Aujourd’hui, jusqu’à 4 000 travailleurs saisonniers arrivent de Lituanie, de Pologne, de Roumanie et d’autres pays d’Europe de l’Est pour contribuer à la saison de pêche, écrit le journal Klassekampen.

La municipalité de pêcheurs de Moskenes, presque à l’extrémité des Lofoten, a besoin de 60 à 70 travailleurs saisonniers.
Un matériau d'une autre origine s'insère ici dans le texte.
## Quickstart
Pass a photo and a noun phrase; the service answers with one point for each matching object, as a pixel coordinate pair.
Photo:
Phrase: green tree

«Nous avons besoin de travailleurs saisonniers, non pour économiser de l’argent, mais pour recevoir et traiter la matière première», a déclaré le directeur général Jonas Walsøe de Berg Seafood à Svolvær.

De nombreuses demandes

Il a encouragé les personnes mises à pied à entrer en contact et a reçu de nombreuses demandes de renseignements.

Mais beaucoup dans l’industrie préfèrent les travailleurs invités, qui sont prêts à travailler de longues heures quand beaucoup de matières premières arrivent à terre.

Walsøe a souligné que la plupart des travailleurs de l’industrie de la pêche paient les travailleurs invités 190 NOK de l’heure, ce qui équivaut à peu près à ce que les travailleurs norvégiens recevraient.

Steinar Eliassen, le chef de l’Association des acheteurs de poisson, n’exclut pas que les travailleurs licenciés de l’industrie du tourisme puissent faire du bon travail dans l’industrie de la pêche, mais rappelle que ce sont des emplois qui exigent compétence et flexibilité.